Gigantic Ohio State sports fan LeBron James, thank you very much. In almost any other state, pro sports are dominant culturally. In Ohio, they're typically more in the realm of "embarrassing younger brother that won't stop screaming the word 'PENIS' at church." Ohio State football and sometimes basketball dominates the sports conversation in a way that few colleges can, and some might look at LeBron's outright fandom as just a way to ingratiate himself with some extremely bitter Ohioans.
That's not at all to say that LeBron's love of Ohio State isn't genuine, or that Buckeye athletics haven't benefitted enormously from his association with them. But the relationship doesn't always seem like that of a fawning, grateful public university sobbing tears of joy that the greatest basketball player of his generation would deign to acknowledge their existence. Instead it feels like more of a partnership of equals, where both sides benefit from the association.
And look, I'm well aware of how dumb that is. LeBron James the individual human being represents a net value of probably over a third of The Ohio State University's total endowment. He could buy and sell Urban Meyer's ass about a dozen times over while still having enough left over to buy and sell Thad Matta's ass a few times for good measure. The overall revenue for the Cavs last year is estimated to be somewhere around $200 million, higher than the $130-ish million that Ohio State athletics brings in (although to be fair, not that much higher).
That's not even to mention the value that LeBron has added to Ohio State athletics directly.

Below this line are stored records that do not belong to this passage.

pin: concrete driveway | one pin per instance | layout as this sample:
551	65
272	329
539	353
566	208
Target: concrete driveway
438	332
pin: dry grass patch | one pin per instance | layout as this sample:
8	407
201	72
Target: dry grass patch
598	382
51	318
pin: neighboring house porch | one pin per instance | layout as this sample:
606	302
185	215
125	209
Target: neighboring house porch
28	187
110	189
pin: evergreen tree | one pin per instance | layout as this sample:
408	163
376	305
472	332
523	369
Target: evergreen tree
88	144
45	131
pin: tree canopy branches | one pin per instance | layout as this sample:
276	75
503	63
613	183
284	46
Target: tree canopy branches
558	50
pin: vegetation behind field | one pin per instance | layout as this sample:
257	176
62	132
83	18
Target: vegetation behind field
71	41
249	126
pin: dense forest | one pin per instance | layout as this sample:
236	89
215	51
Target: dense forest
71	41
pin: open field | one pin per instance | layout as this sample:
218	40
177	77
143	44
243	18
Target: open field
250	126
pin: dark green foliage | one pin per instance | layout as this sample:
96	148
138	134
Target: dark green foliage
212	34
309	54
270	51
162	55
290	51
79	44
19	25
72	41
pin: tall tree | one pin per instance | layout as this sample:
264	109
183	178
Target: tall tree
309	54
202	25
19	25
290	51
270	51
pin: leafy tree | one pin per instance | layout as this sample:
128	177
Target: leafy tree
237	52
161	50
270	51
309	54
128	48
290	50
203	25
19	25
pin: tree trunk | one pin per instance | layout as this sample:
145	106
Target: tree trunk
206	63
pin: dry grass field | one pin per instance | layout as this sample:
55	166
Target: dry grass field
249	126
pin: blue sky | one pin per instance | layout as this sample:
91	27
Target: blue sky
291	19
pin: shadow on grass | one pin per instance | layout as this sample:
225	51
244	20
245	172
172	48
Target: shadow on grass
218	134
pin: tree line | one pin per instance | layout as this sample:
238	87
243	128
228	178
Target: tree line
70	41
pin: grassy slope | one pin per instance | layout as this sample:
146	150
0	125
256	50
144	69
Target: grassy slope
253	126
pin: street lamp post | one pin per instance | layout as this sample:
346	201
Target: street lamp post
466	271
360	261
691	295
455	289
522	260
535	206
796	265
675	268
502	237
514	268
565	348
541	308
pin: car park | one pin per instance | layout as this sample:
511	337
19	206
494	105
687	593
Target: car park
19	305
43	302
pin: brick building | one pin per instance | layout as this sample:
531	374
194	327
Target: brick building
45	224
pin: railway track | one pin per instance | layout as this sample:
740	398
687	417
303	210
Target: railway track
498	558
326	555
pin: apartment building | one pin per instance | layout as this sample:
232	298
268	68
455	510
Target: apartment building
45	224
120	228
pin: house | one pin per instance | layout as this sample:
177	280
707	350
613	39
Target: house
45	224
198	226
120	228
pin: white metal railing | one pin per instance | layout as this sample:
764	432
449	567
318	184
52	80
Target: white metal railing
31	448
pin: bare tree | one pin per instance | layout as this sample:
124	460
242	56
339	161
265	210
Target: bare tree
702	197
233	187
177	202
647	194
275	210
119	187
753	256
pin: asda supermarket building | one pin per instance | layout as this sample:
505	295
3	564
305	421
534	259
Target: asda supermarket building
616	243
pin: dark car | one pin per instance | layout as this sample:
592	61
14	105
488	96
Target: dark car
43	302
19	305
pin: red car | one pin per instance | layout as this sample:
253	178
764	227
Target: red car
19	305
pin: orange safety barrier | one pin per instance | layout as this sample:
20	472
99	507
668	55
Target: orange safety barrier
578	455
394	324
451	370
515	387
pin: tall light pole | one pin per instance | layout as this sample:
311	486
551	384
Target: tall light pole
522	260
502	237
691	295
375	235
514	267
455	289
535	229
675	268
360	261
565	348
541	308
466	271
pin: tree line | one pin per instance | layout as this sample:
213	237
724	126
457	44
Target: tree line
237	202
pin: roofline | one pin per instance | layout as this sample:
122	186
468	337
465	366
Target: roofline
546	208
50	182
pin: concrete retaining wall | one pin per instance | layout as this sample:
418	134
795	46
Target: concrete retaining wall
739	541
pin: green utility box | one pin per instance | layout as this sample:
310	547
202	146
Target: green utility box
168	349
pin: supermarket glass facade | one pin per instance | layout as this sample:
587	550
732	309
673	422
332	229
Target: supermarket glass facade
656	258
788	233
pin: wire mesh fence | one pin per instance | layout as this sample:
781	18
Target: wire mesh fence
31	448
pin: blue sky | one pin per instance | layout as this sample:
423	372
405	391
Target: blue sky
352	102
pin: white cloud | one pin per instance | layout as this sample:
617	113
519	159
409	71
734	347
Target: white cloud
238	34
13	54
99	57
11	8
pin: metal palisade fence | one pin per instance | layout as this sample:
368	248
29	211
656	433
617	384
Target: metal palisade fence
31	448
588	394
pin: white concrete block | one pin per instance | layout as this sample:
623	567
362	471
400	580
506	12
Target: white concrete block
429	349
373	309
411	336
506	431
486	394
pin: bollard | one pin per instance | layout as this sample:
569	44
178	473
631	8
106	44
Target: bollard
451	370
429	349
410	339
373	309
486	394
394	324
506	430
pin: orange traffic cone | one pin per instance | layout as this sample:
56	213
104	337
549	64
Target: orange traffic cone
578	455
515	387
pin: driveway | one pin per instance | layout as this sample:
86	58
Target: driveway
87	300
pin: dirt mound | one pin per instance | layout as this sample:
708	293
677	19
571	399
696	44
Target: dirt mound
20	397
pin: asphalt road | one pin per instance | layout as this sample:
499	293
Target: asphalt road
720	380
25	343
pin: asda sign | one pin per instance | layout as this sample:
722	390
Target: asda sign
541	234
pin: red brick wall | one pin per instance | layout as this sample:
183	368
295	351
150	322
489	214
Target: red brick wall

From shoes to a legacy locker to exhibition games in the Schott, to fawning Twitter posts, to the fact that Urban has said that LeBron has an "open door" to the WHAC whenever he wants, to celebrating with the team after their championship, it's pretty obvious that the Buckeyes have done every single thing that they possibly could've to kowtow to the greatest basketball player in the world.
But we're talking about legacy, not logic. Feels factories and a public perception built on a strong foundation of generational angst means that the success someone had beyond the borders of the Buckeye state means approximately zero. Ohio State football has won championships recently, the Cavs have not, therefore Ohio State > LeBron.
LeBron needs to win a title, in Cleveland. Not to prove anything to himself or to secure his place as one of the best, but so that a horde of irrational fanatics in the state of Ohio will look at him as more than "slightly more successful Bernie Kosar." And also to get fans of Cleveland sports to shut the hell up about what somehow unexpected new indignity they've suffered this time. But mostly to get a 50-ish year old monkey off their backs.
LeBron James grew up with this in Akron, and I'm sure that he knows (maybe better than anyone) that in the minds of many very passionate, very stupid people, merely being an insane, undeniably transcendent player who will echo through the annals of sports history is simply not enough to compete with Cardale Jones, third string QB.
Standing in his way is a record-setting Golden State team with the most complete starting lineup the NBA has seen in about 20 years, buoyed by the league MVP, a maddeningly efficient pop-a-shot No. 2, and a guy who really likes to punch people in the dick. They will be playing at home and with a youthful confidence only possessed by the very talented and/or the very stupid. Or maybe just by a team that knows they haven't lost three games in a row since Nov. 23, 2013.
It's probably not going to happen. The Cavs could lose by 17, buried underneath a blizzard of Curry threeballs and their own frustration, slowly turning against each other like some crappy remake of John Carpenter's The Thing until it's just LeBron James and Timofey Mozgov starting at each other in the snow, trying to figure out who's infected and therefore doomed.
Or, maybe, LeBron somehow wins the damn thing, ascends into heaven, and brings our entire dumb state along as his posse.